An alternate theory that hasn't been brought up much is that as building values fall and distressed owners sell, the new owners are able to come in and price rents significantly lower. My understanding for why a lot of current owners aren't cutting rents to keep occupancy is the loan covenants prevent them and the psychology of admitting their values have dropped. Occupancy is down across the board but asking rents have actually stayed pretty level. I think as opportunistic buyers come in either all cash or at a lower basis than the previous owner they'll be able to lease at lower rents and still generate a good return. The former is being done by my current boss who runs a small family office. He's taken down a few office buildings that were totally mismanaged at a steep discount, all cash, and had several new leases within two months. 

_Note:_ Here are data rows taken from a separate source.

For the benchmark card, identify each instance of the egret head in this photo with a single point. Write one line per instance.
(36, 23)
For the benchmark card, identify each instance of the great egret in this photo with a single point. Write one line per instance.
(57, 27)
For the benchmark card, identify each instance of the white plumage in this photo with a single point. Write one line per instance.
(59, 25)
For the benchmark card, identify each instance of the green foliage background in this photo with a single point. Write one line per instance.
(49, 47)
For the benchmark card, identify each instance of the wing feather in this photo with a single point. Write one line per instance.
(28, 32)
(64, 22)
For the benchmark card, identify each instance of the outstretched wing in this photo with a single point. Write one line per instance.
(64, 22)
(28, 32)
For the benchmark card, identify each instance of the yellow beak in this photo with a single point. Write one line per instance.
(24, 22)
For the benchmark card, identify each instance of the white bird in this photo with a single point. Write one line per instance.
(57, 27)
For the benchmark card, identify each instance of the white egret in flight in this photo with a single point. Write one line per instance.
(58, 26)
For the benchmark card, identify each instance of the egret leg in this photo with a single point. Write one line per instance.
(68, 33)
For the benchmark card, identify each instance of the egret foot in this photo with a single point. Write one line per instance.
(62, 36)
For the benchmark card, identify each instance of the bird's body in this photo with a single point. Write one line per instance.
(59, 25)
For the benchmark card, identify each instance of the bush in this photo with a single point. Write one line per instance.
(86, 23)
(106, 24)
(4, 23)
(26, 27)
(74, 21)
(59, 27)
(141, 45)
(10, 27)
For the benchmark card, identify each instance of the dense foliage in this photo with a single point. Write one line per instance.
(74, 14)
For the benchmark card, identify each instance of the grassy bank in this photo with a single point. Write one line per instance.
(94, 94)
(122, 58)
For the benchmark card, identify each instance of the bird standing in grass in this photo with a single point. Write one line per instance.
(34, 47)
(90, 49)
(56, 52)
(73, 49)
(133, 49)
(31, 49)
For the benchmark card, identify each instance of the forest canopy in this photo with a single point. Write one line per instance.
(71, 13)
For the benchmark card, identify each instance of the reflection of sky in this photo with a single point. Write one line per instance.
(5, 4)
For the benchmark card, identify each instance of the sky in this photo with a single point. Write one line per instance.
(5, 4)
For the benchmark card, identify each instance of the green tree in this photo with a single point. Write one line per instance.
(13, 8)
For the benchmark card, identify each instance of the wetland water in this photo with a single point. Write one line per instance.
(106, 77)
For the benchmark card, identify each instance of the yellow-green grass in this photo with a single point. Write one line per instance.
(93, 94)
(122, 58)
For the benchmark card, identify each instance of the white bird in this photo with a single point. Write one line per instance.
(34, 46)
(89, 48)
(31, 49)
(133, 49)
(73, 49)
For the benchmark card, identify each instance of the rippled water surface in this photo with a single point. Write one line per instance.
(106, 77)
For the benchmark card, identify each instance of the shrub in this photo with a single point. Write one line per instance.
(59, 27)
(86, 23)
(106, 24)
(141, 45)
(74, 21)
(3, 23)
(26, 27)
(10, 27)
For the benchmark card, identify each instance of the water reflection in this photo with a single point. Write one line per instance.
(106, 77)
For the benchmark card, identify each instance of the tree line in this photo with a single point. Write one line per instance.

There is still retail and office demand, and lower rents grows start-up and new business formation, which could revitalize downtowns. It'll take time for this transition to happen, but given that residents haven't fled cities (like the white flight of the 60's and 70's) I'm pretty confident that downtowns will be able to turn around faster than they have historically. 

Curious what other people think. 

 

I think it's totally market dependent. Some cities just have much more desirable CBD's where people enjoy being than others (think Austin or Miami vs. Houston or LA). Generally I think people will always like to live in the urban cores and it will iron itself out as time goes on. I always like the non-CBD urban areas for this reason. Like first ring around downtown that are much less high rise towers and more mid-rise neighborhood feel. 

I also point to trends that there are much more Millennial and Gen z folks that will forego having children than previous generations, and these type of people will tend to gravitate towards wanting to live in the city.